Updated on 2024-11-29 GMT+08:00

Cluster O&M

Alarm Management

MRS can monitor big data clusters in real time and identify system health status based on alarms and events. In addition, MRS allows you to customize monitoring and alarm thresholds to focus on the health status of each metric. When monitoring data reaches the alarm threshold, the system triggers an alarm.

MRS can also interconnect with the message service system of the Simple Message Notification (SMN) service to push alarm information to users by SMS message or email. For details, see Message Notification.

O&M Support

Cluster resources provided by MRS belong to users. Generally, when O&M personnel's support is required for troubleshooting of a cluster, O&M personnel cannot directly access the cluster.
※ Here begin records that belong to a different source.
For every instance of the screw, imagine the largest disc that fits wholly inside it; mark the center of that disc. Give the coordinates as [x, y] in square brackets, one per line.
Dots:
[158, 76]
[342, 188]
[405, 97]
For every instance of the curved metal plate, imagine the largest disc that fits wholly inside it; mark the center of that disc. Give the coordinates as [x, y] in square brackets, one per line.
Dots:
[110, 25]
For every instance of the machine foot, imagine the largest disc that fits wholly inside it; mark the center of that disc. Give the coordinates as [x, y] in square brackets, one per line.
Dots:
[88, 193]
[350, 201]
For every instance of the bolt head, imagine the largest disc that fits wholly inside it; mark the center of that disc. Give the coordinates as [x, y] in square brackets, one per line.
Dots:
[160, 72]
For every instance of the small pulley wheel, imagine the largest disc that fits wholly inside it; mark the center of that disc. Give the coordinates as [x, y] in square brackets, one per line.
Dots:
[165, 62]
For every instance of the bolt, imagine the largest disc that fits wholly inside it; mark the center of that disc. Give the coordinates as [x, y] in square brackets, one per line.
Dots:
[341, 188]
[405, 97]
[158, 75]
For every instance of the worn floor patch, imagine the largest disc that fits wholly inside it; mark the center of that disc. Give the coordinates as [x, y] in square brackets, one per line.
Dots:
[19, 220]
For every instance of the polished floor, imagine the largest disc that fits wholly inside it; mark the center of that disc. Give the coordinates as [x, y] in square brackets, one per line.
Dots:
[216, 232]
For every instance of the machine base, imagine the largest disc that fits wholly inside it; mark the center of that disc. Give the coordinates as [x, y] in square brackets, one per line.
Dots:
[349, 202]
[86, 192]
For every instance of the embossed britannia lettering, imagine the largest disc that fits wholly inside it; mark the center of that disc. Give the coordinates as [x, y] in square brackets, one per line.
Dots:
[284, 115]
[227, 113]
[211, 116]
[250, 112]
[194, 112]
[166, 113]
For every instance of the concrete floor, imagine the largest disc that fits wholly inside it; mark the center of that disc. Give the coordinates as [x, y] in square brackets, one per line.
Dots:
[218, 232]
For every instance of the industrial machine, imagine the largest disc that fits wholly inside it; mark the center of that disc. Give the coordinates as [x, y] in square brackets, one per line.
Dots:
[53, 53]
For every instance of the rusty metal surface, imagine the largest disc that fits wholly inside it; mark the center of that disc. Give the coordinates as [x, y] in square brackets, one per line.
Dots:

To better serve customers, MRS provides the following two methods to improve communication efficiency during fault locating:

  • Log sharing: You can initiate log sharing on the MRS management console to share a specified log scope with O&M personnel, so that O&M personnel can locate faults without accessing the cluster.
  • O&M authorization: If a problem occurs when you use an MRS cluster, you can initiate O&M authorization on the MRS management console. O&M personnel can help you quickly locate the problem, and you can revoke the authorization at any time.

Health Check

MRS provides automatic inspection on system running environments for you to check and audit system running health status in one click, ensuring proper system running and lowering system operation and maintenance costs. After viewing inspection results, you can export reports for archiving and fault analysis.